Formally, the entropy of a normal distribution is:-
$$ \frac{1}{2} \log(2 \pi e \sigma^2) $$
So if you're sampling a random (normally distributed) signal, that would seem to be the rate of entropy generation. I take it that if the logarithm is base 2, then the entropy would be in units of bits. So a process with a standard deviation of 1V creates 2.05 bits of entropy /sample.
My problem is with the rate calculation. I thought that the entropy rate would be governed by the precision of the samples. A 16 bit ADC must by definition create more sample data than an 8 bit ADC if they both cover the same voltage range. Intuitively more precision suggests more data. More data suggests more entropy.

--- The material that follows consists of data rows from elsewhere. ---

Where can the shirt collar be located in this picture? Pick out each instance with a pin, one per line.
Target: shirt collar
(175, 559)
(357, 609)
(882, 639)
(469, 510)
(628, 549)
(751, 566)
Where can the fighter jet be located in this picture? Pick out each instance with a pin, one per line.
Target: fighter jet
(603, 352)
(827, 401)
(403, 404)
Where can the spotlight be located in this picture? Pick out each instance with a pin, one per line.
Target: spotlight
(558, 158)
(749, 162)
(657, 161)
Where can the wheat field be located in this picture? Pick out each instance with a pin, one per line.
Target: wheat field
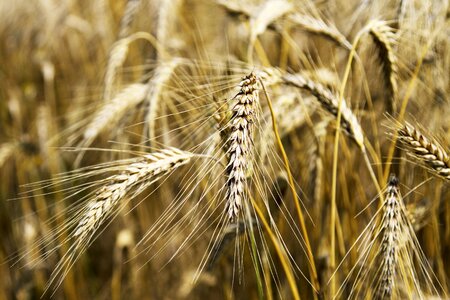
(225, 149)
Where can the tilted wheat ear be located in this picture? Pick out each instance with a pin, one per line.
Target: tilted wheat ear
(425, 150)
(244, 114)
(385, 38)
(143, 171)
(391, 232)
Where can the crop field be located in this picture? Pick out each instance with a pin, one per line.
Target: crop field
(224, 149)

My question is why does the entropy formula above take no account of sample precision?
Note. I suspect that this is not the appropriate formula for ADCs.
Edit. It's not. I think that I can manage to formulate the min.entropy for a normal distribution. Min. entropy is used in cryptography and randomness extraction and would be good enough. I get:-
$$ H_{min} = -log_2 \left[ 2 \Phi \left(\frac{V_s - \mu}{\delta} \right) - 1 \right] $$
where \$ V_s \$ is half of the minimum ADC voltage step, as:-
$$ V_s = \frac{V_{range}}{2^{N+1}} $$
for an \$ N \$ bit ADC digitising a range of \$ V_{range} \$ volts. And generally, for any distribution such as a (asymmetrical) log normal that you might get sampling a diode's avalanche noise:-
$$ H_{min} = -log_2 \left[ CDF(v'_{max}) - CDF(v'_{min}) \right] $$
where \$ v'_{max}, v'_{min} \$ are the two quantized max. min. boundaries of the smallest ADC step based on \$ V_s = \frac{V_{range}}{2^{N}} \$ and which bound the mode.
Thus I think that I had totally the wrong equation...
Answer
That's the continuous (differential) entropy; not the entropy of the discrete random variable that your ADC output is!
You could (and seeing your profile page, you'll probably have a lot of fun doing that) look into what is called rate distortion in the field that concerns itself with information entropy, information theory. Essentially, an ADC doesn't "let through" all the entropy entering it, and there's ways of measuring that.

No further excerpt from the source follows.